Firewall management¶
This is the second part of the admin configuration, this part should be accessed through HTTP authenteication with the user and password specified in assimilator.conf file. Here the admin configures all Firewall credentials, with this information Assimilator will then access each Firewall and retrieve the information requested through API calls. Each Firewall brand has their our way to be accessed, in general it’s an SSH connection but some of them use an API (PaloAlto or AWS).
Add a Firewall¶
To add a Firewall we make an admin POST request to /firewalls/<firewall key>, in the request’s body we should send the JSON object with the Firewall’s credentials.
POST /firewalls/argentina HTTP/1.1
Content-Type: application/json
Authorization: Basic YWRtaW46c2VjcmV0
{
"brand" : <firewall brand>,
"description" : <Some description about this device>,
#JSON object keys for the Firewall brand
...
}
To remove a Firewall from Assimilator we make a DELETE request.
DELETE /firewalls/argentina HTTP/1.1
Content-Type: application/json
Authorization: Basic YWRtaW46c2VjcmV0
To retrieve the Firewall configuration we make a GET request.
GET /firewalls/argentina HTTP/1.1
Content-Type: application/json
Authorization: Basic YWRtaW46c2VjcmV0
Each Firewall brand is configured differently, this is because each Firewall has their way to be accessed. For each Firewall there is a unique JSON object format. Below is the detailed configuration for each device.
Palo Alto¶
PaloAlto firewalls have an XML API that only has the GET method. Through this Assimilator translates it to a friendlier API.
GET /firewalls/argentina HTTP/1.1
Content-Type: application/json
Authorization: Basic YWRtaW46c2VjcmV0
200 OK
The key is the Firewall name through the api, in this example the key is ‘argentina’. Inside this JSON object we have the following keys:
"brand" : The Firewall's brand, this will indicate which translator script should be invoked when connecting to this firewall.
"primary" : The Firewall's primary IP address, in PaloAlto this should be the Management IP address.
"secondary" : The Firewall's secondary IP address, in PaloAlto this should be the Management IP address.
"key" : XML API key to be used by Assimilator when connecting to this PaloAlto Firewall.
"description" : Some description about this device.
Juniper¶
Junos SRX and SSG have a similar configuration, both are XML based and are accessed through SSH.
GET /firewalls/datacenter HTTP/1.1
Content-Type: application/json
Authorization: Basic YWRtaW46c2VjcmV0
200 OK
The key is the Firewall name through the api, in this example the key is ‘datacenter’. Juniper allows users to login either with a password or a certificate, the latter one is encouraged. Inside this JSON object we have the following keys:
"brand" : The Firewall's brand, this will indicate which translator script should be invoked when connecting to this firewall.

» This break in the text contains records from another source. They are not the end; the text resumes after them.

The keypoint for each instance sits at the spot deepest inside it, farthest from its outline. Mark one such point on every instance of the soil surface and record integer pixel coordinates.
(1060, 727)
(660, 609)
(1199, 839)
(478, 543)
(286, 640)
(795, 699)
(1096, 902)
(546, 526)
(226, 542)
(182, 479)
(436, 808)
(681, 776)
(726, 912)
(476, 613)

"primary" : The Firewall's primary IP address, in Juniper this should be the trust IP address.
"secondary" : The Firewall's secondary IP address, in Juniper this should the trust IP address.
"user" : The username that Assimilator should use while logging in, it usually is 'assimilator'.
"privatekey" : Location of the certificate file to be used for SSH authentication, if not specified then user/password will be used.
"privatekeypass" : The password to decrypt the private key from the certificate, if not specified then user/password will be used.
"pass" : The password to be used for SSH login, this is used if privatekey and privatekeypass is not specified.
"port" : The SSH port on the Firewall, usually 22.
"description" : Some description about this device.